Fall is the time when Chicago’s top graduating MBAs—the would-be financial masters of the universe—sign on with Wall Street’s top investment banks. Until recently they could look forward to platinum-plated careers of 90-hour workweeks negotiating corporate mergers for annual salaries and bonuses that could stretch into the millions.
But the Wall Street meltdown has removed some big players from the mix: Bear Stearns, acquired by JPMorgan Chase; Lehman Bros., which descended into bankruptcy; and Merrill Lynch, gobbled up by Bank of America. As a result, there are fewer opportunities for students from the area’s top business schools: Kellogg School of Management at Northwestern University and the recently renamed University of Chicago Booth School of Business.
Fretting 2009 graduates are being counseled to lower their sights for regional or boutique banks, or—gasp!—jobs with the corporate finance departments. "They’re in heads-down mode," says Booth’s associate dean for career services, Julie Morton, of the U. of C.’s graduating MBAs. "They’re not wringing their hands, thank goodness."

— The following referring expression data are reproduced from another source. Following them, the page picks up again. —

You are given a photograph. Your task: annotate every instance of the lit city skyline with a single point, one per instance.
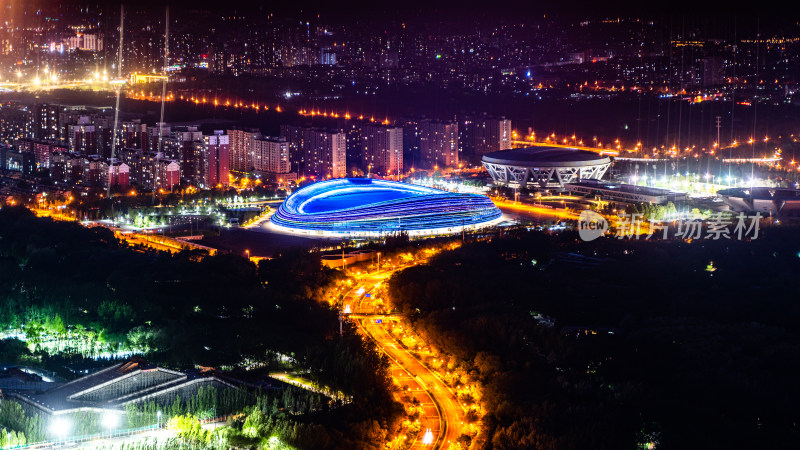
(448, 225)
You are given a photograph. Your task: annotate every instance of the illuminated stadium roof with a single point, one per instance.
(365, 207)
(545, 166)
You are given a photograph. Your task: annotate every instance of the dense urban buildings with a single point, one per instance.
(363, 207)
(403, 224)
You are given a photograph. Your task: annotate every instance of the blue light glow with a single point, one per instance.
(374, 207)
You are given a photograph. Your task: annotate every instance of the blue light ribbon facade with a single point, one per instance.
(360, 205)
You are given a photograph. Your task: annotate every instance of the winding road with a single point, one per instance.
(442, 414)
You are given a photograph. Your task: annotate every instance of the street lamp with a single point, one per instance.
(110, 421)
(60, 428)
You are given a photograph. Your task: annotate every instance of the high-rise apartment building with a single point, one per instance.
(320, 153)
(382, 149)
(438, 143)
(241, 149)
(271, 155)
(216, 159)
(483, 135)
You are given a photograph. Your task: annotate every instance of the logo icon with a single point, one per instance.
(591, 225)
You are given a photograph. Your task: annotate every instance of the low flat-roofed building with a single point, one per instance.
(129, 382)
(625, 193)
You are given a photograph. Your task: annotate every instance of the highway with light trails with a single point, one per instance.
(442, 413)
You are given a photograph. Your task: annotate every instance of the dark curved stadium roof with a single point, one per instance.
(546, 157)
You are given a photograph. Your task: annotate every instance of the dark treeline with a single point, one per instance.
(650, 344)
(180, 312)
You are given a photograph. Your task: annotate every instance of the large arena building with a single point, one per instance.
(544, 167)
(782, 202)
(363, 207)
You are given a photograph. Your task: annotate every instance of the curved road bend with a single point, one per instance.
(442, 413)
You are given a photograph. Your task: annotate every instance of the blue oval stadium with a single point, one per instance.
(362, 206)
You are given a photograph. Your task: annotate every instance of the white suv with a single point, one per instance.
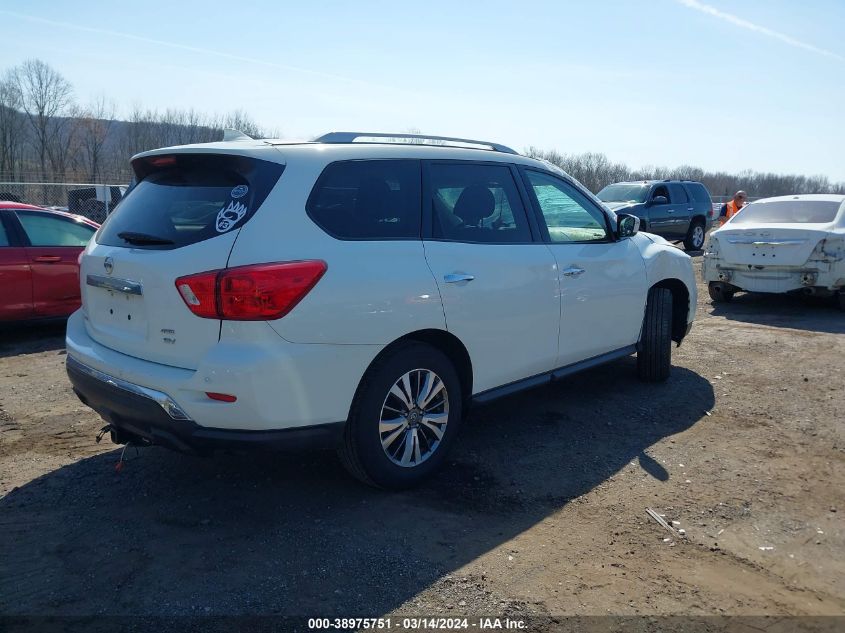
(357, 292)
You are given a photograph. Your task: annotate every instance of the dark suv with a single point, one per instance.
(679, 210)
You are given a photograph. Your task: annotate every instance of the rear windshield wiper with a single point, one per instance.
(143, 238)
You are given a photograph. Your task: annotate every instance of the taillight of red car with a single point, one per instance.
(259, 292)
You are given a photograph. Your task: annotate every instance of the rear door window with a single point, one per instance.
(679, 194)
(368, 200)
(661, 190)
(45, 229)
(4, 238)
(187, 198)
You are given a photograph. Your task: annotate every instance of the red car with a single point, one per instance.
(39, 267)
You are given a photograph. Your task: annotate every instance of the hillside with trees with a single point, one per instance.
(47, 136)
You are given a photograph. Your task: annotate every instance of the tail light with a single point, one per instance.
(830, 249)
(259, 292)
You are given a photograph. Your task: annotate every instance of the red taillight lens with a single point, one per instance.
(221, 397)
(260, 292)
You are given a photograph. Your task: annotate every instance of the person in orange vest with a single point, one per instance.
(732, 207)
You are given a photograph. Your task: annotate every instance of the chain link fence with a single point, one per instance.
(93, 200)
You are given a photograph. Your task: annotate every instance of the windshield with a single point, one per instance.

Last fall, 105 graduating students, roughly 20 percent of their class at the U. of C., accepted investment-banking jobs at a median starting salary of $95,000, not including bonuses. Typically, more than half of U. of C. graduates take finance-related jobs. At Kellogg, slightly more than 70 students, or 12 percent of last year’s graduating class, took the investment-banking path. In 2008, about a quarter of Kellogg grads went into finance.
The surviving top-tier banks are still recruiting, but in noticeably smaller numbers, even as they lay off more senior executives. Fewer banks ventured onto campus this fall. The class of 2010 will feel even more pain with fewer summer internships on the drawing board.
In previous years, top banks typically offered as many as 18 to 20 summer internships to Kellogg students and then hired nearly all of them full time. This year, it is estimated the top banks offered jobs to fewer than half of their intern classes, says Roxanne Hori, director of career management at Kellogg.
If students didn’t get offers following their summer internships on Wall Street, "their choices decline significantly," says Hori.